The en­trenched wis­dom around Marco Ru­bio for some time now has been that his star has fallen. After com­mit­ting the sin of push­ing a bi­par­tis­an im­mig­ra­tion-re­form bill through the Sen­ate that in­cluded a path to leg­al­iz­a­tion, the tea-party move­ment had largely aban­doned him.

Ru­bio’s polit­ic­al de­mise was well re­ceived by the me­dia, which glee­fully doc­u­mented his de­cline. It was also good news for Chris Christie, who, in the linger­ing twi­light be­fore Bridgeg­ate, had in­her­ited Ru­bio’s crown of “pas­sion­ate and com­pas­sion­ate” con­ser­vat­ive who might ac­tu­ally win a gen­er­al pres­id­en­tial elec­tion.

In his speech at the Con­ser­vat­ive Polit­ic­al Ac­tion Con­fer­ence on Thursday, Ru­bio showed signs of re­claim­ing the mantle of vi­able cent­rist Re­pub­lic­an can­did­ate, telling an en­thu­si­ast­ic crowd that Amer­ica had entered a peri­od of “ex­traordin­ary eco­nom­ic in­sec­ur­ity,” bash­ing Pres­id­ent Obama on for­eign policy and ac­cus­ing his ad­min­is­tra­tion of en­ga­ging in class war­fare with re­gard to its mes­sage of eco­nom­ic op­por­tun­ity.

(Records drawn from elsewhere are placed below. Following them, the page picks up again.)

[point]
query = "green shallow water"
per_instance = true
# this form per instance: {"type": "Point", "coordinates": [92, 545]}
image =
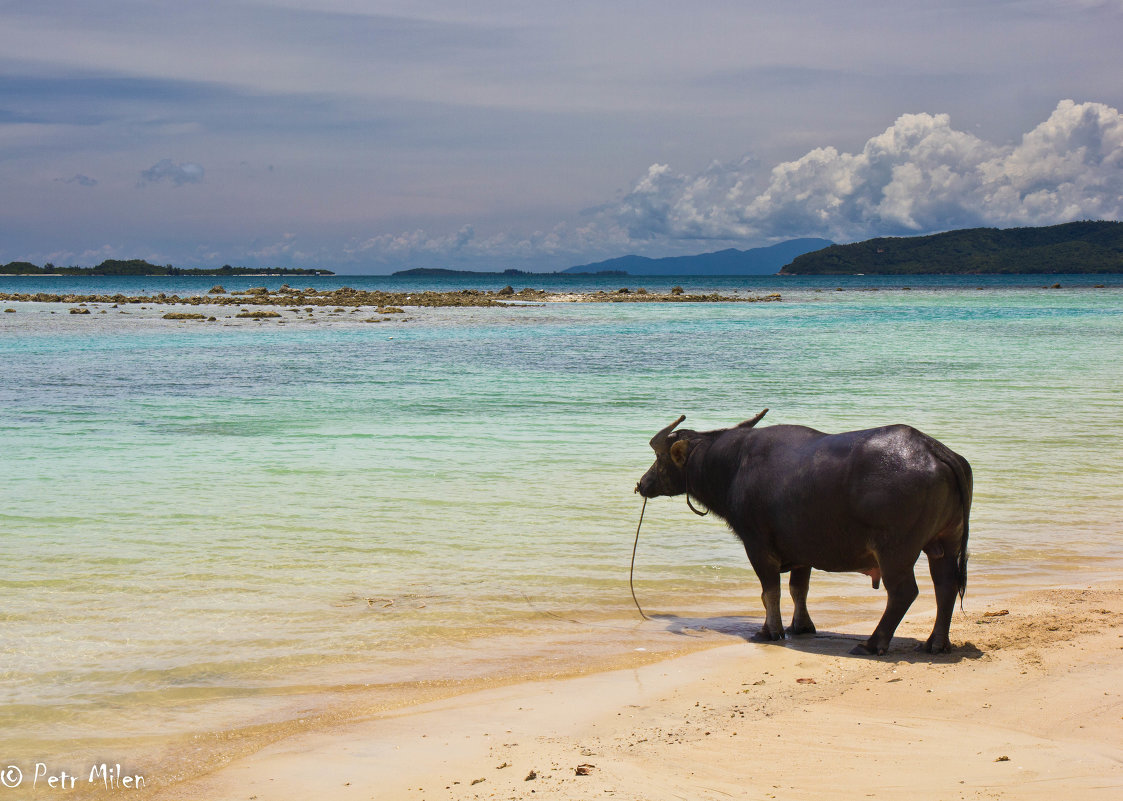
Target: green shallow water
{"type": "Point", "coordinates": [211, 526]}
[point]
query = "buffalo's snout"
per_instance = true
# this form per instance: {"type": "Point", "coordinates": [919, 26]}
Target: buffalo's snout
{"type": "Point", "coordinates": [649, 485]}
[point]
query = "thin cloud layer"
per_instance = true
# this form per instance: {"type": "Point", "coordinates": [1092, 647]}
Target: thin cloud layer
{"type": "Point", "coordinates": [919, 175]}
{"type": "Point", "coordinates": [179, 174]}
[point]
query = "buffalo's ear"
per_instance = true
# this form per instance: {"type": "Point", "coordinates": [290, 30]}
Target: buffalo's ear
{"type": "Point", "coordinates": [678, 453]}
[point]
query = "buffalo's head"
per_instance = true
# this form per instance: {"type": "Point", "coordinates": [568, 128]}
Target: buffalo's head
{"type": "Point", "coordinates": [666, 475]}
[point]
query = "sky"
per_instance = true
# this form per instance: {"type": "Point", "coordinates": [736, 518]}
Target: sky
{"type": "Point", "coordinates": [372, 136]}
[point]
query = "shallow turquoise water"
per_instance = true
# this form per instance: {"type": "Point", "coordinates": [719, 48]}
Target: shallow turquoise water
{"type": "Point", "coordinates": [201, 521]}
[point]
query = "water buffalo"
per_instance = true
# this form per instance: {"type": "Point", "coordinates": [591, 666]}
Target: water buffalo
{"type": "Point", "coordinates": [867, 501]}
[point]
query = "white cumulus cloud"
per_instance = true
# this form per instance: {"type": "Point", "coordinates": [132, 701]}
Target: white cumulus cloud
{"type": "Point", "coordinates": [921, 174]}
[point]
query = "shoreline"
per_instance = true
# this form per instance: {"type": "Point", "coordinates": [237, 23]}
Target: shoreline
{"type": "Point", "coordinates": [1026, 704]}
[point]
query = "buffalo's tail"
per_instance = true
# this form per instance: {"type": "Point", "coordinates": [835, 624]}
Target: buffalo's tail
{"type": "Point", "coordinates": [966, 482]}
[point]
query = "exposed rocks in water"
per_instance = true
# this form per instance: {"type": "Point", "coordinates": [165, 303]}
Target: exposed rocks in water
{"type": "Point", "coordinates": [386, 302]}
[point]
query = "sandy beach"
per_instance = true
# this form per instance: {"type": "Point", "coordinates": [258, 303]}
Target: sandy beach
{"type": "Point", "coordinates": [1028, 706]}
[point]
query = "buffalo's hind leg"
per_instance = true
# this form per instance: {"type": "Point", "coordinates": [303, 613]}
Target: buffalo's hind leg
{"type": "Point", "coordinates": [946, 580]}
{"type": "Point", "coordinates": [797, 585]}
{"type": "Point", "coordinates": [901, 588]}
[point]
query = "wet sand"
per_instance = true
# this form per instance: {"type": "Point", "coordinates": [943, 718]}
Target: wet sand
{"type": "Point", "coordinates": [1028, 706]}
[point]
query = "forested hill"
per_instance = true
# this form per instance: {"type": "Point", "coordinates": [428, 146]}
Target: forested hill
{"type": "Point", "coordinates": [757, 261]}
{"type": "Point", "coordinates": [1073, 247]}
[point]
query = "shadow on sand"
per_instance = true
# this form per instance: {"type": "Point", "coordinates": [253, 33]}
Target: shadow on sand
{"type": "Point", "coordinates": [825, 643]}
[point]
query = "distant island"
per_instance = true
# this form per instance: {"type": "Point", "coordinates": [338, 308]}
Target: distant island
{"type": "Point", "coordinates": [443, 272]}
{"type": "Point", "coordinates": [138, 266]}
{"type": "Point", "coordinates": [1071, 247]}
{"type": "Point", "coordinates": [757, 261]}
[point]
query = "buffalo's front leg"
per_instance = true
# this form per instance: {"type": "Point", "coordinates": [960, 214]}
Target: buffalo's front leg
{"type": "Point", "coordinates": [767, 571]}
{"type": "Point", "coordinates": [797, 585]}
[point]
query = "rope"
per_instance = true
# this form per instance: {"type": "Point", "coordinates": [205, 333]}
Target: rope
{"type": "Point", "coordinates": [631, 572]}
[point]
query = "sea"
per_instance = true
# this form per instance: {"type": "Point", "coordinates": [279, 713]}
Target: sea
{"type": "Point", "coordinates": [219, 534]}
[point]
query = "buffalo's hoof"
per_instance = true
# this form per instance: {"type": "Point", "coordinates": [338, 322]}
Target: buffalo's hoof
{"type": "Point", "coordinates": [766, 636]}
{"type": "Point", "coordinates": [937, 646]}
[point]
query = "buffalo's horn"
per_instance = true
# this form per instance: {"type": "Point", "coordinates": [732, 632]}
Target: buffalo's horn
{"type": "Point", "coordinates": [752, 421]}
{"type": "Point", "coordinates": [659, 440]}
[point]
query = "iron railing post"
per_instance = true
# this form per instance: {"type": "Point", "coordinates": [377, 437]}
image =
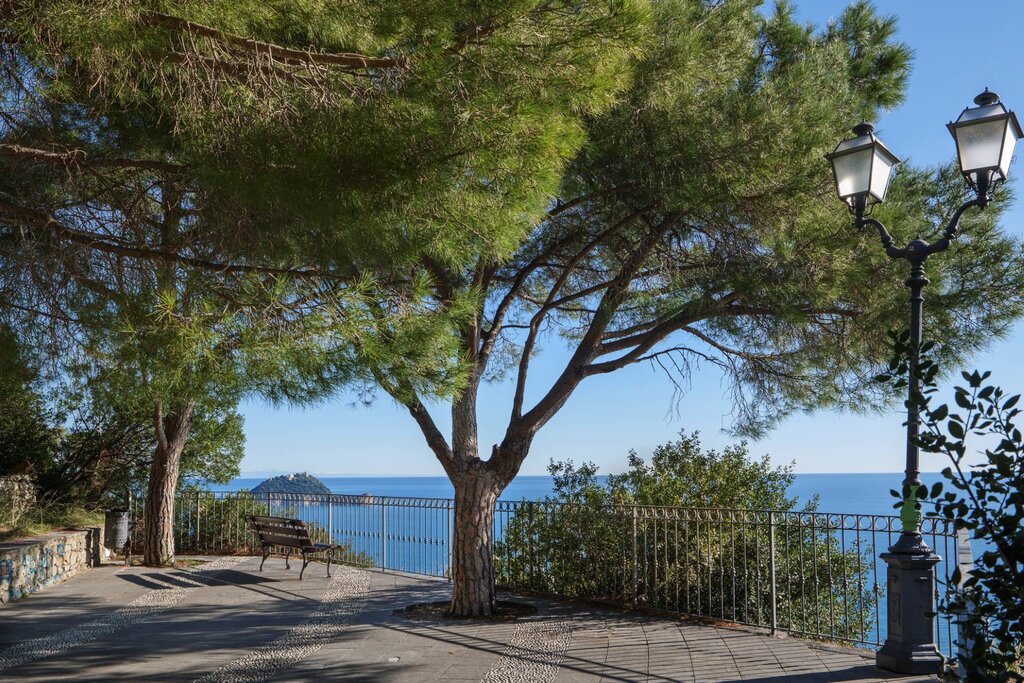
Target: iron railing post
{"type": "Point", "coordinates": [383, 537]}
{"type": "Point", "coordinates": [532, 549]}
{"type": "Point", "coordinates": [199, 520]}
{"type": "Point", "coordinates": [330, 518]}
{"type": "Point", "coordinates": [772, 591]}
{"type": "Point", "coordinates": [448, 515]}
{"type": "Point", "coordinates": [636, 577]}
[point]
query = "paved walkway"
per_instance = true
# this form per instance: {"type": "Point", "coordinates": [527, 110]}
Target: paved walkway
{"type": "Point", "coordinates": [225, 622]}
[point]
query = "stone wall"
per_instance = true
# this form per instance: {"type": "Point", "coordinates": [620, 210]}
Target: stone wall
{"type": "Point", "coordinates": [30, 564]}
{"type": "Point", "coordinates": [17, 494]}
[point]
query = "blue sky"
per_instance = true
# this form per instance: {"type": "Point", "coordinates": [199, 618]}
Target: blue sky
{"type": "Point", "coordinates": [958, 50]}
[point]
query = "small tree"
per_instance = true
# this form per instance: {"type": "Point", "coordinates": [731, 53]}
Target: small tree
{"type": "Point", "coordinates": [697, 543]}
{"type": "Point", "coordinates": [986, 498]}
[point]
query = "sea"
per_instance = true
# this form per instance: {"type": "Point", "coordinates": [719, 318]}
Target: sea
{"type": "Point", "coordinates": [848, 494]}
{"type": "Point", "coordinates": [838, 494]}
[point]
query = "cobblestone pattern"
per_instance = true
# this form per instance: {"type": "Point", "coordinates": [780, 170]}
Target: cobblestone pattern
{"type": "Point", "coordinates": [534, 653]}
{"type": "Point", "coordinates": [17, 494]}
{"type": "Point", "coordinates": [143, 607]}
{"type": "Point", "coordinates": [342, 600]}
{"type": "Point", "coordinates": [28, 566]}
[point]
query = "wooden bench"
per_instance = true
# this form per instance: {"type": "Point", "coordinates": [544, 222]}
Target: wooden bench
{"type": "Point", "coordinates": [276, 532]}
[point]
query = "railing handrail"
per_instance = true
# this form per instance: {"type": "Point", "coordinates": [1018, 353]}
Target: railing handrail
{"type": "Point", "coordinates": [807, 572]}
{"type": "Point", "coordinates": [812, 515]}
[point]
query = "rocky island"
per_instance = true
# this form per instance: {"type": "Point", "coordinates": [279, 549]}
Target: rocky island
{"type": "Point", "coordinates": [300, 482]}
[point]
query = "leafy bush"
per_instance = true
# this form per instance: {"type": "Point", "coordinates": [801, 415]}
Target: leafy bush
{"type": "Point", "coordinates": [632, 541]}
{"type": "Point", "coordinates": [215, 523]}
{"type": "Point", "coordinates": [986, 499]}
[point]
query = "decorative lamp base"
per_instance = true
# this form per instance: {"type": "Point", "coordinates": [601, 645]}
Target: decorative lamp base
{"type": "Point", "coordinates": [909, 647]}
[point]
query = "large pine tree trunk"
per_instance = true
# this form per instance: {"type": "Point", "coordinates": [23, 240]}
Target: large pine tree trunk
{"type": "Point", "coordinates": [472, 547]}
{"type": "Point", "coordinates": [172, 432]}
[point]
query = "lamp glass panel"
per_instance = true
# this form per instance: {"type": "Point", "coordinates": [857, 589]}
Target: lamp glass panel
{"type": "Point", "coordinates": [1009, 142]}
{"type": "Point", "coordinates": [881, 173]}
{"type": "Point", "coordinates": [979, 144]}
{"type": "Point", "coordinates": [976, 113]}
{"type": "Point", "coordinates": [853, 172]}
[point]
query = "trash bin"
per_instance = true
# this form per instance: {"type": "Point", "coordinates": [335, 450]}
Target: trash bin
{"type": "Point", "coordinates": [116, 524]}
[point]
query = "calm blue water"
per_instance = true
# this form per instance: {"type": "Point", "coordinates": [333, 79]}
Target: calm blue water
{"type": "Point", "coordinates": [417, 538]}
{"type": "Point", "coordinates": [860, 494]}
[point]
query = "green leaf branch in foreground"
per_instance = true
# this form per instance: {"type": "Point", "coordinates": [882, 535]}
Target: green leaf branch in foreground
{"type": "Point", "coordinates": [984, 495]}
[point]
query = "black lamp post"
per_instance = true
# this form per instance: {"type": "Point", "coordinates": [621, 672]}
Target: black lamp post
{"type": "Point", "coordinates": [985, 137]}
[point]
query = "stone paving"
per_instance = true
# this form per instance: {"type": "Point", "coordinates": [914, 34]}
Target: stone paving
{"type": "Point", "coordinates": [227, 622]}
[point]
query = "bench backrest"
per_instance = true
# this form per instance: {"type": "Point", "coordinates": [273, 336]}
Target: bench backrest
{"type": "Point", "coordinates": [281, 531]}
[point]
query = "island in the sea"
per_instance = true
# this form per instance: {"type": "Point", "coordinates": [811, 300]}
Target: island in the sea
{"type": "Point", "coordinates": [300, 482]}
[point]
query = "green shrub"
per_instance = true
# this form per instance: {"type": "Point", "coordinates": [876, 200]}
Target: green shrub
{"type": "Point", "coordinates": [690, 532]}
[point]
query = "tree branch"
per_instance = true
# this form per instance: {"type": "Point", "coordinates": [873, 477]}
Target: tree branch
{"type": "Point", "coordinates": [102, 244]}
{"type": "Point", "coordinates": [274, 52]}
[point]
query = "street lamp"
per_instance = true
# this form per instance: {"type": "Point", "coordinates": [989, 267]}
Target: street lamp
{"type": "Point", "coordinates": [985, 137]}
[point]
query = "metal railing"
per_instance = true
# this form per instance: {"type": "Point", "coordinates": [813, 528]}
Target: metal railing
{"type": "Point", "coordinates": [809, 573]}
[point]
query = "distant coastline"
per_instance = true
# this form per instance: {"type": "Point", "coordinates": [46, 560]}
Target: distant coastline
{"type": "Point", "coordinates": [851, 494]}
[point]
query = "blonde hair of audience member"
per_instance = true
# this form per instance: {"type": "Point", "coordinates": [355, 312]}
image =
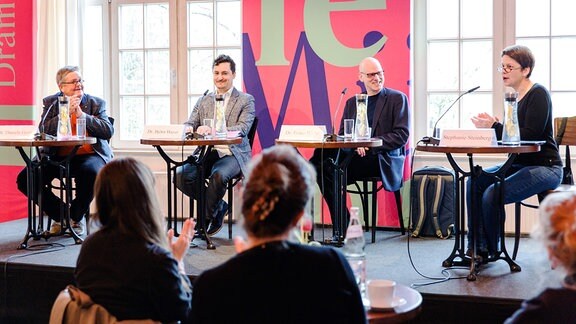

“They re­sort to what the Left al­ways re­sorts to,” Ru­bio told a packed ball­room, “di­vid­ing people against each oth­er. More than any oth­er ad­min­is­tra­tion in mod­ern Amer­ic­an his­tory, they go to Amer­ic­ans that are strug­gling and they tell them, ‘The reas­on you’re worse off is be­cause someone is do­ing too well. It is someone else’s fault that you’re go­ing through these dif­fi­cult times and the only solu­tion is to give gov­ern­ment more power to go after those people.’ “

He went on to cri­ti­cize the pres­id­ent on for­eign policy, hold­ing up China, North Korea, Venezuela, Cuba, and Rus­sia as ex­amples of places where Amer­ic­an en­gage­ment is needed but cur­rently lack­ing. “What do all these coun­tries have in com­mon?” Ru­bio said. “These are to­tal­it­ari­an gov­ern­ments. All the prob­lems of the world, all the con­flicts of the world are be­ing cre­ated by to­tal­it­ari­an re­gimes who are more in­ter­ested in for­cing people to do what they want to do then in truly achiev­ing peace and prosper­ity.”

There is “one na­tion that can stand up to them,” Ru­bio ad­ded, and that is Amer­ica. “The United Na­tions can­not do this,” he said to ap­plause. “In fact, they can­not do any­thing.”

The tone and sub­stance of the speech aligns with Ru­bio’s re­cent pivot to win back the hawk­ish wing of the Re­pub­lic­an Party with his firm stances on for­eign policy, a stark con­trast to Rand Paul’s isol­a­tion­ism. Earli­er this week Ru­bio was out beat­ing the drum against Venezuela and Rus­sia, ar­guing the Obama ad­min­is­tra­tion must not ap­pear weak in the face of Rus­sia’s ag­gres­sion in Ukraine and the mount­ing Venezuelan gov­ern­ment’s crack­down against its own people.

Some say Ru­bio has been play­ing the long game all along. Jeff Flake, the Re­pub­lic­an sen­at­or from Ari­zona who partnered with Ru­bio on im­mig­ra­tion re­form, re­cently told re­port­ers he thought Ru­bio would be­ne­fit from his ser­i­ous, sub­stant­ive ap­proach to the is­sues.

“Win­ning the pres­id­ency is about win­ning a gen­er­al,” Flake said, “not just a primary.”